El mismo día de su posesión traicionó a su gran benefactor y elector, el Presidente Uribe. Y traicionó al pueblo de Venezuela. Ambas traiciones las consumó en el mismo acto, la declaración pública de amor que le hizo al tirano de Venezuela, Hugo Chávez. Quedaba por saber cuáles eran las treinta monedas que desde Judas cobran todos los traidores. Creímos al comienzo que serían las cánticas de alabanza que la prensa afecta le haría por cambiar la tensión que vivíamos con el déspota de ese país por el curioso y meloso amor que se declararían más tarde los presidentes de las dos naciones.

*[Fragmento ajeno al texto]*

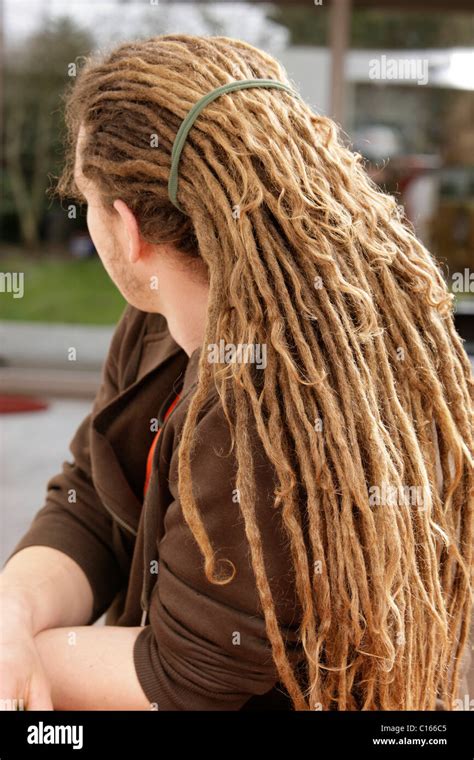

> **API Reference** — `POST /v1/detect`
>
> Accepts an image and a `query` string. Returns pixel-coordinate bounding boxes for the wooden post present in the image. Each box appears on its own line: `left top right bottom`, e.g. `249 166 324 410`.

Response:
329 0 352 126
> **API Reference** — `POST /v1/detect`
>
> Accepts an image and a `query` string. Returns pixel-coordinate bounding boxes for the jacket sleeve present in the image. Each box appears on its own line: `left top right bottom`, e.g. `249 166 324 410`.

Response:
133 400 302 710
3 304 135 624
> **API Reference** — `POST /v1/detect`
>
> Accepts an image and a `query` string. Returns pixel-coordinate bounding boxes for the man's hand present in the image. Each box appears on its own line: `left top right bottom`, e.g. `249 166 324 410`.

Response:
0 546 95 710
1 549 149 710
0 590 53 710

Hasta que llegó la hora de descubrir el pago verdadero, aquella en que no tuvo más remedio que reconocer el juego tramposo que tenía montado en Cuba, dirigido por su hermano Enrique y ejecutado a favor de Fidel Castro, el héroe reconocido de su hermano Enrique cuando era joven. ¡Inocentes creíamos que había sido un sarampión de niño bien, superado como todas las erupciones febriles de la niñez!

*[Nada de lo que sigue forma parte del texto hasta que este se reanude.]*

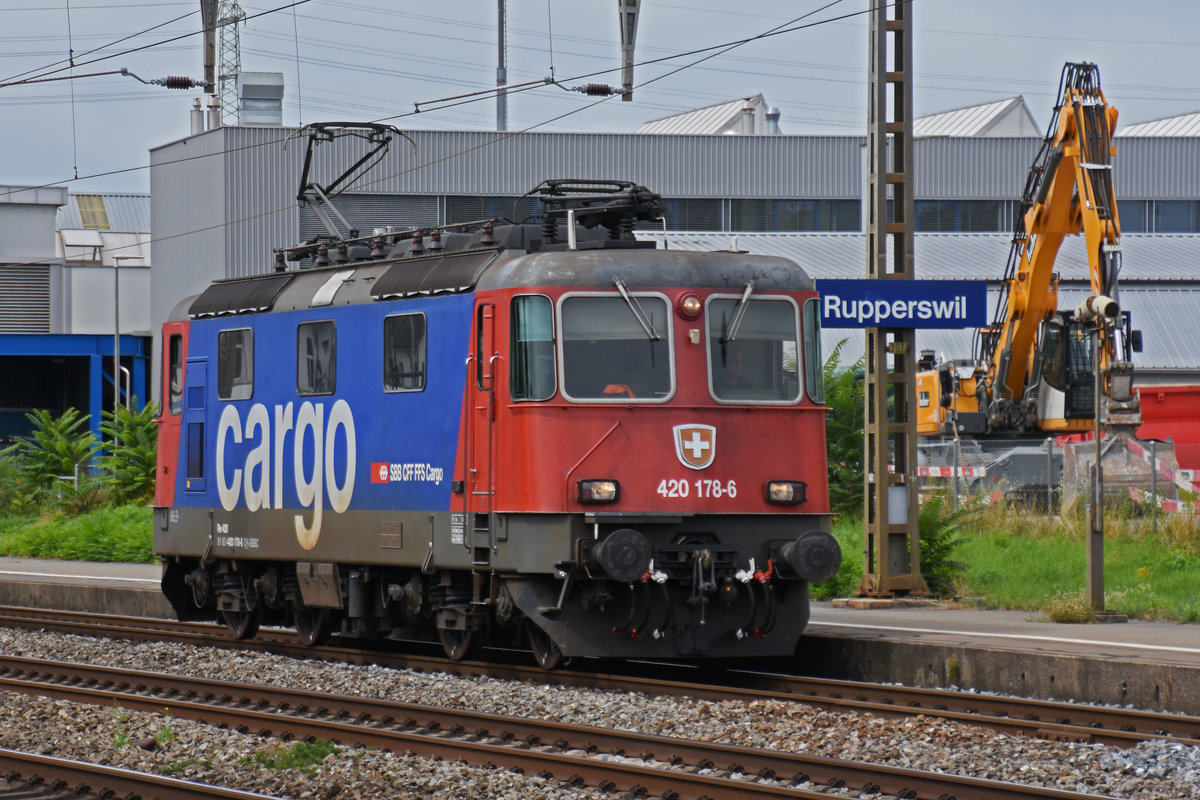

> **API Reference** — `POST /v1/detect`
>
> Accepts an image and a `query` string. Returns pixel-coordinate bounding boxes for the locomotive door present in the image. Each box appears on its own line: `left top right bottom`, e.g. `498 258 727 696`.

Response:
464 302 496 563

Santos, Enrique, organizó la comedia grotesca de las conversaciones de paz en La Habana y convenció a su hermano menor, Juan Manuel, que con ella pasaría a la Historia. Proponerle la gloria a semejante mediocre era una tentación irresistible. Y aquí empezó la tragedia. Santos quedó prisionero en la tela de araña de estas intrigas horrendas. Y los prisioneros pagan a cualquier precio un plato de comida.
Chávez, pieza clave en el entramado, empezó a ejecutar todos los actos imaginables de barbarie, con la complicidad de Santos. Se tragó Hugo la televisión opositora y el viejo periodista colombiano no dijo una palabra; se devoró la radio y Santos siguió mudo; atacó la prensa, con todas las tretas imaginables, y Santos callaba; arruinó el país entero, a medias robándoselo con sus cómplices “boli burgueses” y nada; destruyó la empresa privada, y como si tal cosa; practicaba amores horrendos con los déspotas del Asia y Santos mudo; atacaba sin piedad los países que querían ser libres, y Santos en silencio profundo.
Murió el caribeño personajillo, dejó como sucesor al más oscuro y vil mamarracho de los dictadores conocidos, y Santos le renovó todos sus amores. Mientras sus diálogos de La Habana siguieran su curso, Santos nos entregaba en prenda a Venezuela y al Foro de Sao Paulo todo entero. En esas llegó el punto que creíamos infranqueable, hasta para un traidor de estos kilates. Fue cuando el patán de Maduro arremetió contra el pueblo inerme en las calles. Cuando metió en prisión a Leopoldo López. Cuando ordenó echarle bala a los estudiantes que con sus cuadernos en la mano pedían migajas de democracia. Cuando envió sus matones cubanos a romperle la cabeza a los jóvenes, a las mujeres, a los ancianos, a cuantos pedían pan y libertad.
Y ahí estaba Santos. Listo a cualquier ignominia. Para los abyectos no hay límite. Por eso se sumó, con el canalla voto abstencionista, a los que pedían silenciar la voz de María Corina Machado en la OEA. ¡Qué cobardía miserable!
En Venezuela van a pasar cosas horrendas. Santos llevará sobre su conciencia, para siempre, el peso de estas atrocidades.